The group’s destruction of the Juukan gorge sacred sites casts a long shadow, but there are other strings to Rio Tinto’s bow and management also anticipates a 14-44 per cent range hike in refined copper production, following on from increased throughput (with higher grades and recovery) feeding its Kennecott smelter & refinery. The seemingly interminable disruptions to its majority-owned Oyu Tolgoi underground mine in Mongolia were in evidence yet again, this time courtesy of a declaration of force majeure on copper concentrate shipments to Chinese buyers following suspension of border crossings from Mongolia due to further Covid-19 outbreaks.

China looms large in any deliberation over prospects for iron ore miners in 2022, and Rio’s management did point to “demand recovery in developed and other emerging economies”, further noting that “global crude steel production grew by an estimated 6 per cent year-on-year – by one of its largest absolute annual increments in history”. 

The insiders at BHP were also at pains to point to broader resilience in the mining giant’s key markets, even though you imagine board members have had their hands full advancing the group’s delisting proposal, along with exiting its space in the fossil fuel industry via the merger of its oil and gas assets with Woodside Petroleum (ASX:WPL).

Short of pulling out of the market altogether, there is little BHP can do to underpin iron ore prices.

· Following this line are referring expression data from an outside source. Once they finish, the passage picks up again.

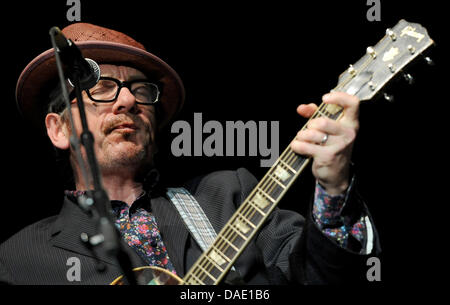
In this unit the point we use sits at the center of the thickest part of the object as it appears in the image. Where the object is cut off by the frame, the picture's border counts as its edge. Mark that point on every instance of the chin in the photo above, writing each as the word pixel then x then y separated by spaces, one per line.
pixel 126 155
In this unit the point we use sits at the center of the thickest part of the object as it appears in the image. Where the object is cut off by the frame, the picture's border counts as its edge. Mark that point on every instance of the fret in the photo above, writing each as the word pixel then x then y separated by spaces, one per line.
pixel 246 221
pixel 256 208
pixel 237 230
pixel 229 243
pixel 207 273
pixel 214 263
pixel 322 113
pixel 276 181
pixel 234 238
pixel 221 258
pixel 287 166
pixel 195 278
pixel 266 195
pixel 260 200
pixel 281 173
pixel 251 217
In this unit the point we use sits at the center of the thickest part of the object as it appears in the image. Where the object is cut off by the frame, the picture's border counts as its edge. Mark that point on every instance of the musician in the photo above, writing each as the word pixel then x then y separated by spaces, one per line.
pixel 139 94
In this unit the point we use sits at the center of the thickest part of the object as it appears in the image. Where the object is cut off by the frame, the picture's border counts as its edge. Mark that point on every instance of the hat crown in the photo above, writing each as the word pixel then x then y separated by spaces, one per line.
pixel 80 32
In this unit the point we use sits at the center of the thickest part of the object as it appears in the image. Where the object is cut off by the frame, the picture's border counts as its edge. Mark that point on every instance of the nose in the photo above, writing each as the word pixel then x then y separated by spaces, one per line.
pixel 126 102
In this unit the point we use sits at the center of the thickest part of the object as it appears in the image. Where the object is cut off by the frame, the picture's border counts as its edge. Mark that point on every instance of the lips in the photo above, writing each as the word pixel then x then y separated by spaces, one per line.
pixel 123 127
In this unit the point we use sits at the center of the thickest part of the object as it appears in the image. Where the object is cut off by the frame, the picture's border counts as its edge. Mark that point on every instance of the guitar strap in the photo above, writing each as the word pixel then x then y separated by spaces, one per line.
pixel 197 223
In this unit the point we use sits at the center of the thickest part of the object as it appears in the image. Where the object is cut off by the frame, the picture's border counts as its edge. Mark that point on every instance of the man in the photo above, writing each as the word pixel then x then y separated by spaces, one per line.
pixel 137 95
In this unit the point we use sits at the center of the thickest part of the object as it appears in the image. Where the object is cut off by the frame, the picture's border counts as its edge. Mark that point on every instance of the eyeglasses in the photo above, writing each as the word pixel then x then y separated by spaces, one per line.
pixel 107 90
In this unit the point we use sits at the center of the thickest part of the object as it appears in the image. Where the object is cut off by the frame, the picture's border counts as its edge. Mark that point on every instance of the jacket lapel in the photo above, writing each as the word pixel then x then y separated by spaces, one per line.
pixel 71 223
pixel 173 231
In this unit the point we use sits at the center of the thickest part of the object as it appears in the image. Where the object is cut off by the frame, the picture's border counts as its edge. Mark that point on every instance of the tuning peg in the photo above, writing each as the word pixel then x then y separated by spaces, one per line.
pixel 388 97
pixel 408 77
pixel 429 61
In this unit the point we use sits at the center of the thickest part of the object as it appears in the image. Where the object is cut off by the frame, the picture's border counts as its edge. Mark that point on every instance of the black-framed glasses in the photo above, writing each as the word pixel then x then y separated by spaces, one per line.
pixel 107 90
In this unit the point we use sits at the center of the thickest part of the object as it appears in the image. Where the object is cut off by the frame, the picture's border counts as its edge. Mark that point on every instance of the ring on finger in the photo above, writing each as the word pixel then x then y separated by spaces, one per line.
pixel 324 139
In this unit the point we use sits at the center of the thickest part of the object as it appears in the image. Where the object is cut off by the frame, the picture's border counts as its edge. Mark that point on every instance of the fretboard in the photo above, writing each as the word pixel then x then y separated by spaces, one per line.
pixel 214 263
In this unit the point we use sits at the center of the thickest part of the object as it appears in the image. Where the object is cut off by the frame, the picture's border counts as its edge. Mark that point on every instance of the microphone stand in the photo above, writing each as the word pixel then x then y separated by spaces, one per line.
pixel 109 235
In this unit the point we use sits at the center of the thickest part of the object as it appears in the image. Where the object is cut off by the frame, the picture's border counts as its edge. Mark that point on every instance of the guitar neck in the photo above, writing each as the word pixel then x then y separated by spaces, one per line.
pixel 214 263
pixel 364 79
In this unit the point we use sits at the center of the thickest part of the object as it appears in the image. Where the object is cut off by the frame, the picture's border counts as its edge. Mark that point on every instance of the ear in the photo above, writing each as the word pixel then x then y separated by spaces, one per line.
pixel 56 131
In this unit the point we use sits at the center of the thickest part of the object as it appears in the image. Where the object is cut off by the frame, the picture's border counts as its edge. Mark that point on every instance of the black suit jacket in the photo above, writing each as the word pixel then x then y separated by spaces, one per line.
pixel 288 248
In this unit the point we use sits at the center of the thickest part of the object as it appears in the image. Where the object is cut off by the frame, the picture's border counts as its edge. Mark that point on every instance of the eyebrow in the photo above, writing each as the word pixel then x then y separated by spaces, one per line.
pixel 131 78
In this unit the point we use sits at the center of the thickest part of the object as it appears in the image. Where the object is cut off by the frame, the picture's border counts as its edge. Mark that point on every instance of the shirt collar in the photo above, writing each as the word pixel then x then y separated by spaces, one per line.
pixel 142 201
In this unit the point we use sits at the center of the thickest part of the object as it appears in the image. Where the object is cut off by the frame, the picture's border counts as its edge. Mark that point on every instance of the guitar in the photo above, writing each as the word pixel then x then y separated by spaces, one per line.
pixel 387 59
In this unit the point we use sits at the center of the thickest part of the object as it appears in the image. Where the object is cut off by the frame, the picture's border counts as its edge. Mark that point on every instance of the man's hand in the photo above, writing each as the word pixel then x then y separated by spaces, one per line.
pixel 332 158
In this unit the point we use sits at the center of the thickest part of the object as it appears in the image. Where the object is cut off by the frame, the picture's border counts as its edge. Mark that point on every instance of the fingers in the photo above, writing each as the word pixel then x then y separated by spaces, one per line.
pixel 350 103
pixel 306 110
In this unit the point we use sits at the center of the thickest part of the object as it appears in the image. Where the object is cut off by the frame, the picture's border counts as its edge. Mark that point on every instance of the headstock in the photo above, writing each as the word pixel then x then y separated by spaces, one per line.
pixel 399 47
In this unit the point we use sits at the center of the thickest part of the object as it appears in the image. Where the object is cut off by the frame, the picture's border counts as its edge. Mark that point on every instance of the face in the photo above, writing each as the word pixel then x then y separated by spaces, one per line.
pixel 124 131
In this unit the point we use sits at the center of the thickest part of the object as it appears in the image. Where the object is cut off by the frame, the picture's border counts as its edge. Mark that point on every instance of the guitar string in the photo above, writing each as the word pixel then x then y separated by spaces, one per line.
pixel 267 183
pixel 269 179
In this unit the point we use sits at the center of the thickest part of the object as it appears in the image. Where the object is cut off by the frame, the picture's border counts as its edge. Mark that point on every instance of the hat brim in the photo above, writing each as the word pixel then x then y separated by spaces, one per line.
pixel 40 76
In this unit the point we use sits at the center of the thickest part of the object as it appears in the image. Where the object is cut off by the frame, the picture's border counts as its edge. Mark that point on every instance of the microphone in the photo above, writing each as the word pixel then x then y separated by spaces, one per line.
pixel 88 70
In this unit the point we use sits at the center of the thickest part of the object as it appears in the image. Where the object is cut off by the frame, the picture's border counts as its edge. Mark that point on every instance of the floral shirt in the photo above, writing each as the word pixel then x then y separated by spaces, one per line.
pixel 139 229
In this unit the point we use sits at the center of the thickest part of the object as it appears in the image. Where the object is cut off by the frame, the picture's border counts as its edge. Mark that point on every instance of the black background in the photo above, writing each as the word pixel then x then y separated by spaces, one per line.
pixel 258 61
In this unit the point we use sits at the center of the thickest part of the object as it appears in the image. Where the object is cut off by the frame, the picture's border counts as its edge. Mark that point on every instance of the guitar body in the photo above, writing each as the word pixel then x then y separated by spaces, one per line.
pixel 151 275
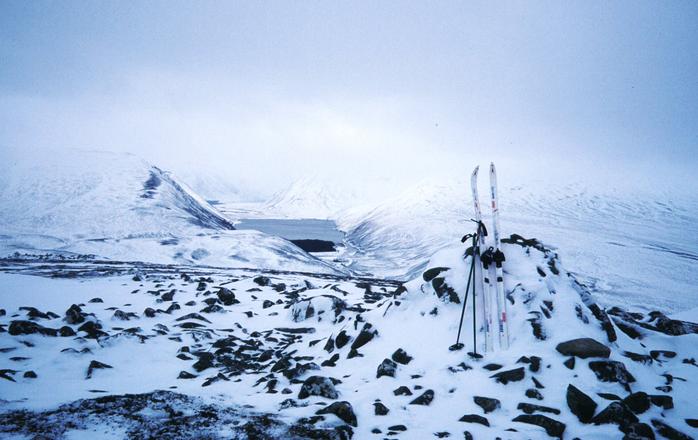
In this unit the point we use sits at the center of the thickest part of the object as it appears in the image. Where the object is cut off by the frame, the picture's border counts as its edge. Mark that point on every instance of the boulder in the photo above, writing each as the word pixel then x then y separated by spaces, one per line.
pixel 318 386
pixel 386 368
pixel 552 427
pixel 583 348
pixel 580 404
pixel 424 399
pixel 474 418
pixel 616 413
pixel 342 409
pixel 515 375
pixel 487 404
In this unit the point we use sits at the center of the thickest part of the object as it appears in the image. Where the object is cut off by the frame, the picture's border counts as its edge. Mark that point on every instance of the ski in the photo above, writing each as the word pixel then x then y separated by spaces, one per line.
pixel 498 259
pixel 482 280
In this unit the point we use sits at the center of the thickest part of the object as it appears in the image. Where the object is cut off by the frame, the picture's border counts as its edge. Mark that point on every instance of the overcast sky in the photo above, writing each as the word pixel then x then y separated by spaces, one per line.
pixel 260 93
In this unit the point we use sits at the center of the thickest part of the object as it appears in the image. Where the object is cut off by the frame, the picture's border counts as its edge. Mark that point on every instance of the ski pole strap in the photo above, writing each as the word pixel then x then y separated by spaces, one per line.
pixel 498 257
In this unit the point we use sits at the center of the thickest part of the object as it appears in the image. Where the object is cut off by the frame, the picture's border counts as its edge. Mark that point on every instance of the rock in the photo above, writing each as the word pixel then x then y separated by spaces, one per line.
pixel 30 328
pixel 262 281
pixel 318 386
pixel 401 357
pixel 93 330
pixel 580 404
pixel 530 408
pixel 425 399
pixel 583 348
pixel 365 336
pixel 379 409
pixel 342 339
pixel 474 418
pixel 205 361
pixel 667 431
pixel 514 375
pixel 386 368
pixel 226 296
pixel 638 402
pixel 617 413
pixel 611 371
pixel 552 427
pixel 399 428
pixel 487 404
pixel 66 331
pixel 638 431
pixel 74 315
pixel 666 402
pixel 432 273
pixel 95 365
pixel 402 391
pixel 343 410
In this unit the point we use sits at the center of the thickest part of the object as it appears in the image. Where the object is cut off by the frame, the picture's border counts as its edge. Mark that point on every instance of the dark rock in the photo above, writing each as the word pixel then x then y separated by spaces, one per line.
pixel 318 386
pixel 93 330
pixel 262 281
pixel 583 348
pixel 580 404
pixel 66 331
pixel 401 357
pixel 205 361
pixel 342 339
pixel 552 427
pixel 402 391
pixel 379 409
pixel 487 404
pixel 667 431
pixel 74 315
pixel 95 365
pixel 638 431
pixel 386 368
pixel 666 402
pixel 638 402
pixel 617 413
pixel 530 408
pixel 399 428
pixel 425 399
pixel 611 371
pixel 30 328
pixel 514 375
pixel 432 273
pixel 226 296
pixel 342 409
pixel 474 418
pixel 533 393
pixel 367 333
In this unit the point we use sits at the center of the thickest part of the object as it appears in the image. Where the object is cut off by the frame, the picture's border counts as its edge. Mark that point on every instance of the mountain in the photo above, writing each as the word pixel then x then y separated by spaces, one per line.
pixel 117 206
pixel 632 248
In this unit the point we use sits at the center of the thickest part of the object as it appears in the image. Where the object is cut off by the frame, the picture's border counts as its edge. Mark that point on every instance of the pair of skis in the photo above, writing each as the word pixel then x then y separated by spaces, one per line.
pixel 488 263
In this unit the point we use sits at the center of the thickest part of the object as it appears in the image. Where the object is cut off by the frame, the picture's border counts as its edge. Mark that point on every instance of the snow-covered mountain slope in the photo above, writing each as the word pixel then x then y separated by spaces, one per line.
pixel 332 357
pixel 117 206
pixel 634 249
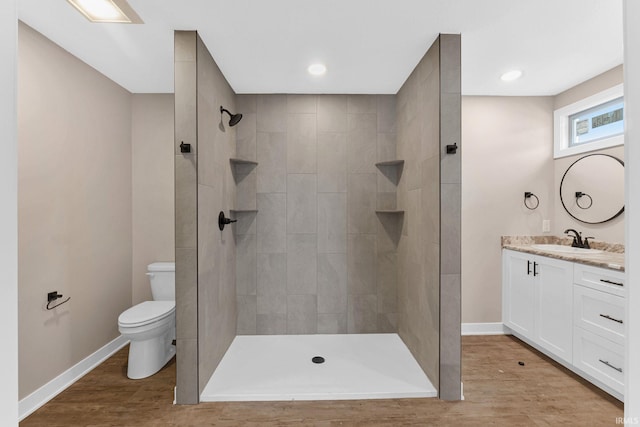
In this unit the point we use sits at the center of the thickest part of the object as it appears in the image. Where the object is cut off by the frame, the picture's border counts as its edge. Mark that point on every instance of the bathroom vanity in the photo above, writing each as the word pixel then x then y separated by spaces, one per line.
pixel 570 305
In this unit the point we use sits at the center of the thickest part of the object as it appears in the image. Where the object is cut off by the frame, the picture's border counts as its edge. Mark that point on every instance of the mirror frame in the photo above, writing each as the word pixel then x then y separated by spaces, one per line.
pixel 562 181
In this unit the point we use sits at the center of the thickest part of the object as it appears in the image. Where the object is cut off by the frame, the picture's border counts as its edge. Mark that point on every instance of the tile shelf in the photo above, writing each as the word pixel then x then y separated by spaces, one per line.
pixel 390 211
pixel 242 162
pixel 390 163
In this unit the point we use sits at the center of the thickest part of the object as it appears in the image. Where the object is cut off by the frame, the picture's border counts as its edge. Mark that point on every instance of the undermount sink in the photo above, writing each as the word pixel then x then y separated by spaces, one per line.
pixel 566 249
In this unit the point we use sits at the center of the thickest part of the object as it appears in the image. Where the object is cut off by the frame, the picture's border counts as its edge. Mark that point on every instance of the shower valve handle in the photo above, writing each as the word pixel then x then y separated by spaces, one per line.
pixel 222 221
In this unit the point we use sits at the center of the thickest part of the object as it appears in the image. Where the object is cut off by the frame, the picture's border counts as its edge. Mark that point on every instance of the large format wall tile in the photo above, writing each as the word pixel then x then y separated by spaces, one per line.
pixel 272 223
pixel 362 316
pixel 246 264
pixel 332 283
pixel 361 200
pixel 332 162
pixel 301 143
pixel 272 159
pixel 332 113
pixel 332 222
pixel 317 189
pixel 362 143
pixel 301 203
pixel 301 264
pixel 301 314
pixel 271 113
pixel 361 264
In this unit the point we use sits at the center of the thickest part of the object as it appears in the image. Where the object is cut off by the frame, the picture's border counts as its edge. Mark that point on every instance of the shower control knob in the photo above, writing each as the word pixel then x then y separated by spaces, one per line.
pixel 222 220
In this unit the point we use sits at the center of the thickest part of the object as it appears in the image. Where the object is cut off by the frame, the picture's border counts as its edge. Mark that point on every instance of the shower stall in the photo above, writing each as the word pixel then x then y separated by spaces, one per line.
pixel 348 220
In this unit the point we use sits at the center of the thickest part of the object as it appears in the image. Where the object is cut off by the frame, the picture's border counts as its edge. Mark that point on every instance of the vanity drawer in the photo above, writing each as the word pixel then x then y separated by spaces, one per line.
pixel 599 357
pixel 601 279
pixel 599 312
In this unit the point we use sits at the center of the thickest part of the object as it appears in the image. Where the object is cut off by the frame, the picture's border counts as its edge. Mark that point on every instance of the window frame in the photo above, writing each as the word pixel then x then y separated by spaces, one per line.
pixel 561 124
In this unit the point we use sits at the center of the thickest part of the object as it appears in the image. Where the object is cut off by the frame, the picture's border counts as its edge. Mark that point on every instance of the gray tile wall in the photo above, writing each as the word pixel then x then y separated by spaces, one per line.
pixel 316 258
pixel 450 213
pixel 205 257
pixel 429 249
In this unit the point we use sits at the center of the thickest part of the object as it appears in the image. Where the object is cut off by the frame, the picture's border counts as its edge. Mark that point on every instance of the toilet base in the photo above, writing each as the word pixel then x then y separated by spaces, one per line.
pixel 146 357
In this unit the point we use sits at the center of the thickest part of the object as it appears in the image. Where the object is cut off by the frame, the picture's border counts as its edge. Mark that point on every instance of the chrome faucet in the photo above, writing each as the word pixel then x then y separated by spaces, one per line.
pixel 577 239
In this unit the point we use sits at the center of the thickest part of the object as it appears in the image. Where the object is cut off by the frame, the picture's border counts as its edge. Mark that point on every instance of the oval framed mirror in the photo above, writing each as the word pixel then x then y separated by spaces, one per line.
pixel 592 188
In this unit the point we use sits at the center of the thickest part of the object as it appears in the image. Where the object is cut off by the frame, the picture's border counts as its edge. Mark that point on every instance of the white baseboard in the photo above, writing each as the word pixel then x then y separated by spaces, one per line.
pixel 496 328
pixel 51 389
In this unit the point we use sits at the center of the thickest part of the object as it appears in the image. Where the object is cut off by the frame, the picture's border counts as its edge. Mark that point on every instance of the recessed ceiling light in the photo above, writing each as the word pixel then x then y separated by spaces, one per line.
pixel 317 69
pixel 106 11
pixel 510 76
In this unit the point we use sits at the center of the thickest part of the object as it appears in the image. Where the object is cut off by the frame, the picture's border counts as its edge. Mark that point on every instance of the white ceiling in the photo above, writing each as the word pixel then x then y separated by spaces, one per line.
pixel 369 46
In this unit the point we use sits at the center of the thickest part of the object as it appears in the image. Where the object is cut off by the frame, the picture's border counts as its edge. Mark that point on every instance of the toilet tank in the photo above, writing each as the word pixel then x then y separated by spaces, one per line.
pixel 162 276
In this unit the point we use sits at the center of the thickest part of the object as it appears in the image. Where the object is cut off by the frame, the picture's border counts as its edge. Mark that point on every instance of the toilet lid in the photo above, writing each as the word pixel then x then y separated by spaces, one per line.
pixel 146 312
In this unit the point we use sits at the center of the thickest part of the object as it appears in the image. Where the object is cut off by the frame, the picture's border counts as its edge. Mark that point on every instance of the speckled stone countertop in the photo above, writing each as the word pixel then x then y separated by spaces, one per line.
pixel 612 257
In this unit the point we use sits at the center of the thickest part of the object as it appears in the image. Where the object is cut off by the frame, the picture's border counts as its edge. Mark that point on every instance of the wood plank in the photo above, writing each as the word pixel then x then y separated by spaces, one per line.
pixel 498 391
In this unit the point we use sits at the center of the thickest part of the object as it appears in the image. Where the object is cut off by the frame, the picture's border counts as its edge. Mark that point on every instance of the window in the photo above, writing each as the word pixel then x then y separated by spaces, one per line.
pixel 593 123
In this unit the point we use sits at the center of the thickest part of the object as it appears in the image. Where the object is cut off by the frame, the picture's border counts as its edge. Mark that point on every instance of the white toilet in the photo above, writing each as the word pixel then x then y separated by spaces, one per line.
pixel 151 325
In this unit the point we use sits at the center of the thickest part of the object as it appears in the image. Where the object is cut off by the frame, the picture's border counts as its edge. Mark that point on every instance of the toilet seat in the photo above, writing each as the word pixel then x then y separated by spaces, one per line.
pixel 145 313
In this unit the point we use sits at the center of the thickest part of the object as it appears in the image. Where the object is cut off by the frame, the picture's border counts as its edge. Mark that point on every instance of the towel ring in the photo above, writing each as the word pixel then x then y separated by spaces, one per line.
pixel 528 195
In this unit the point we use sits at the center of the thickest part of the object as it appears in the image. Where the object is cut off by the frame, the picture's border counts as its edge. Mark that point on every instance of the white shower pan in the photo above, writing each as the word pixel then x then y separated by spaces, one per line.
pixel 280 367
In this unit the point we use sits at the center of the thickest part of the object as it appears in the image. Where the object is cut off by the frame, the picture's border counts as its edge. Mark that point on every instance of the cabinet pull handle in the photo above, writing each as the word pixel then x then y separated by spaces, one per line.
pixel 611 283
pixel 610 365
pixel 606 316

But the group revealed accelerated production through its second quarter, helped along by a positive outcome at the Jimblebar mine, while production ramped-up at South Flank in Western Australia.

However, there could be some pandemic-induced disruption in the offing. Western Australia plans to reopen its hitherto tightly controlled borders in the first week of February. No one can be sure whether the clinical situation in the mines will suddenly deteriorate. Conversely, it could transpire that any disruption will mitigated by an enhanced ability to get skilled workers across the state border. But it remains a risk factor, nonetheless.

Beyond its iron ore prospects, the “Big Australian” has been forced to downwardly revise its coking coal guidance and has warned of impairments amounting to nearly $500m (£368m) in its half-year results due in February. It is also on the hook for a further $700m in financial support for the Renova Foundation, a body established to oversee reparations linked to the 2015 Samarco dam disaster in Brazil.

All of this is really run of the mill. Of more interest is the gathering speculation that BHP might be thinking of making a tilt for commodities giant Glencore (GLEN). Any such deal would change the centre of gravity within the mining industry, though pitching a realistic price for Glencore - now without the guiding hand of Ivan Glasenberg - may prove challenging, as metals markets continue in a state of flux due to trade imbalances brought about by the pandemic.